The musical meaning of emo as a genre has largely been overtaken by the internet culture of emo. Plenty of people who’ve picked up the phrase, “I’m emo,” would laugh if they heard songwriter Pete Wentz’s cringe-worthy poem at the end of “Get Busy Living Or Get Busy Dying (Do Your Part to Save the Scene and Stop Going to Shows).” “He said why put a new address / On the same old loneliness / When breathing just passes the time / Until we all just get old and die,” he speaks over no music before the song ends. As awkward as most of the lyrics were, they served as the perfect away messages. It almost made more sense online than aloud.
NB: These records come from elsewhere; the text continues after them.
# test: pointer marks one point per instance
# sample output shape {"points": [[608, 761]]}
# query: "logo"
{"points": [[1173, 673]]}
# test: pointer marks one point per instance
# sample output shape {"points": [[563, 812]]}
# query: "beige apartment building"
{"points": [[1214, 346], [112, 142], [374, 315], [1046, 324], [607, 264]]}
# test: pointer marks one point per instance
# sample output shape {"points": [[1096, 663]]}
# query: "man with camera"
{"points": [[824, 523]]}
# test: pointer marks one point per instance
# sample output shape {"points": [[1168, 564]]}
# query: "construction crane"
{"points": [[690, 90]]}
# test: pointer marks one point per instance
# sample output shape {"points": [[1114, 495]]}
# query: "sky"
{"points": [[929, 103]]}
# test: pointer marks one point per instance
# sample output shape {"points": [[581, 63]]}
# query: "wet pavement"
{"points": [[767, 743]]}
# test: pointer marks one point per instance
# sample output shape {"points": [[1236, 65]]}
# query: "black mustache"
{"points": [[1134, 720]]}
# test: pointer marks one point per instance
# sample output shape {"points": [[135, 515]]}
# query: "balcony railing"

If there’s a modern band that exemplifies the way internet emo culture has infiltrated music since Cork Tree, it’s 100 gecs. The Outline likened their album 1000 gecs to “a neon-colored Twitter feed,” and the record includes a song titled “xXXi_wud_nvrstøp_UXXx” that sounds like the musical embodiment of an online relationship between two Myspace emo fans: “Baby, you know that I got you / I could never stop you / I would never stop you / ‘Cause you know I’m crazy,” sings a sheepish, high-pitched, slightly electronic voice. It also resembles the same dramatized love that drenches Cork Tree.

One of the reasons the album resonated so heavily was because of its drama. Fall Out Boy turned all of these gritty emotions — depression, heartbreak, longing — into life-or-death scenarios. Quite possibly the most over-the-top track is “I’ve Got a Dark Alley and a Bad Idea That Says You Should Shut Your Mouth (Summer Song),” the title of which tells you this band indulges in self-pity like it’s something to be proud about. There are no jokes in this ballad, just a flood of poetically dismal lines that have been turned into edits and reblogged tens of thousands of times on Tumblr.
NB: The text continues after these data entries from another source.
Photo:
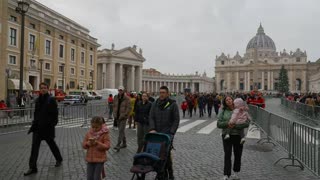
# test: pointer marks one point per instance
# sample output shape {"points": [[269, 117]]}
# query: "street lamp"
{"points": [[91, 74], [41, 66], [8, 71], [62, 65], [23, 6], [103, 74]]}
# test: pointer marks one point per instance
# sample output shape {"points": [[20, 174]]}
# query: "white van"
{"points": [[105, 92]]}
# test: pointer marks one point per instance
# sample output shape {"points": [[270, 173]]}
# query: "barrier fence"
{"points": [[15, 120], [300, 141], [303, 109]]}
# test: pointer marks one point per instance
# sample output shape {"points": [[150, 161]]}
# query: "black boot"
{"points": [[30, 171]]}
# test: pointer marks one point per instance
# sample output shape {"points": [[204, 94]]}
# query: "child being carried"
{"points": [[240, 115]]}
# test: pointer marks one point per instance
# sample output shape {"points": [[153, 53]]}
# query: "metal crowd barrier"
{"points": [[303, 109], [301, 142], [16, 120]]}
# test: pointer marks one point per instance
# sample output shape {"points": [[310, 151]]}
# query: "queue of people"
{"points": [[160, 116]]}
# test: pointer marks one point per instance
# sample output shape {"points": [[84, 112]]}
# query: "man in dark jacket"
{"points": [[43, 128], [164, 118], [142, 110]]}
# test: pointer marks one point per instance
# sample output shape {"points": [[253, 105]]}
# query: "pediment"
{"points": [[128, 53]]}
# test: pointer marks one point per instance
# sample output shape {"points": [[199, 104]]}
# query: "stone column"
{"points": [[112, 77], [245, 81], [120, 75], [249, 81], [268, 81], [229, 81], [237, 81], [262, 80], [132, 88], [104, 78], [272, 81]]}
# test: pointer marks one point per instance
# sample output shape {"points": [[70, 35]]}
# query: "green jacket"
{"points": [[223, 118]]}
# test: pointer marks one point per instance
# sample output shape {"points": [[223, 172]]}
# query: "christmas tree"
{"points": [[283, 85]]}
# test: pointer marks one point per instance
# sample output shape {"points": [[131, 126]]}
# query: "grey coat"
{"points": [[164, 116]]}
That’s what makes it so strange to think about the way emo started as an extension of hardcore music, completely pre-internet, with no implications about culture. Now, the leniency with the term “emo” grows wider and wider, which is how someone like Billie Eilish can sometimes get pegged with the term. Her fame came through SoundCloud, and she wears an emo persona: a young, black-clad, sad-aura outsider. Last year, she was even photographed with Wentz. Her music carries a haunting, unsettling atmosphere, but at its heart, it’s still pop.

Then, there’s the late Juice WRLD, who gushed over his love for Cork Tree in our 2018 interview with him. His hit “Lucid Dreams,” which has surpassed a billion Spotify streams, is infused with the same obnoxiously heartbroken energy found in Fall Out Boy’s “Sugar, We’re Goin Down.” Cork Tree in part begat the entire emo-rap movement, as it made it cool to use music to be shamelessly sad. There’s a reason Fall Out Boy were featured on Lil Peep’s posthumous “I’ve Been Waiting” as a tribute, and  nothing,nowhere. remixed Fall Out Boy’s song “Church.” Wentz always had a soft spot for hip-hop, too, which accounts for the unexpected but amazing Lil Wayne feature on Folie à Deux’s “Tiffany Blews” in 2009.
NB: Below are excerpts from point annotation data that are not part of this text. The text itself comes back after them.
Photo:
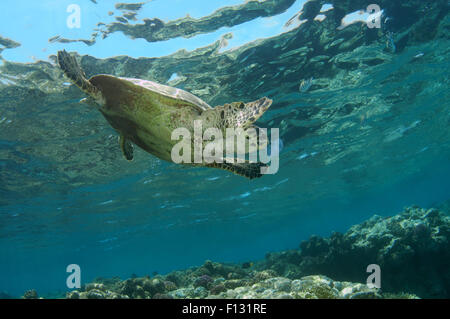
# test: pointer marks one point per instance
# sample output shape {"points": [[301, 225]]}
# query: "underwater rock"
{"points": [[412, 249]]}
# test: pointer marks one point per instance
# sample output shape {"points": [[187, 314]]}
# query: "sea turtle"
{"points": [[146, 113]]}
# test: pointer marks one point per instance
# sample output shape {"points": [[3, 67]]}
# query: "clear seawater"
{"points": [[368, 139]]}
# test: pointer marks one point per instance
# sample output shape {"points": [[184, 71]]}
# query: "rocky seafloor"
{"points": [[411, 248]]}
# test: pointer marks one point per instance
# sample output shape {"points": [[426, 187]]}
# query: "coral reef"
{"points": [[412, 249]]}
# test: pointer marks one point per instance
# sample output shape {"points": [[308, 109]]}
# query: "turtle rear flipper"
{"points": [[73, 71], [249, 170]]}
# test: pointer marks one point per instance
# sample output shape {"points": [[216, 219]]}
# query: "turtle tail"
{"points": [[249, 170], [73, 71]]}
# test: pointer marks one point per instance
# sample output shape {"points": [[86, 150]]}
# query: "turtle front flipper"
{"points": [[126, 147], [73, 71], [237, 114], [249, 170]]}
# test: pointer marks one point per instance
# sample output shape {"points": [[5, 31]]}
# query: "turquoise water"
{"points": [[370, 136]]}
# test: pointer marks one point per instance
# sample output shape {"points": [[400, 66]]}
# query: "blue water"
{"points": [[68, 196]]}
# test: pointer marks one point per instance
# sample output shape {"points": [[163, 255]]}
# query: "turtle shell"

The list of current self-identified emo bands who were influenced by Fall Out Boy is endless, whether they know it or not. From Under the Cork Tree set the groundwork for today’s humiliatingly despondent tunes, from Modern Baseball’s self-deprecating Sports (which includes the notable track “@chl03k,” about talking to a crush on Twitter) to The Front Bottoms’s indulgent, personable Talon of the Hawk. It inspired other hopeless romantics to grab a guitar and sing wildly about their insecurities, their intense longings, and their depression.

Spinning Cork Tree today is weird. But when I first came across this album, I was pulled into the self-pity-party and couldn’t leave, even though I wasn’t a grown man who was sensitive, depressed, and horny. I wasn’t on MySpace either. It simply was my door into angst, and as soon as I turned the knob, I locked myself in.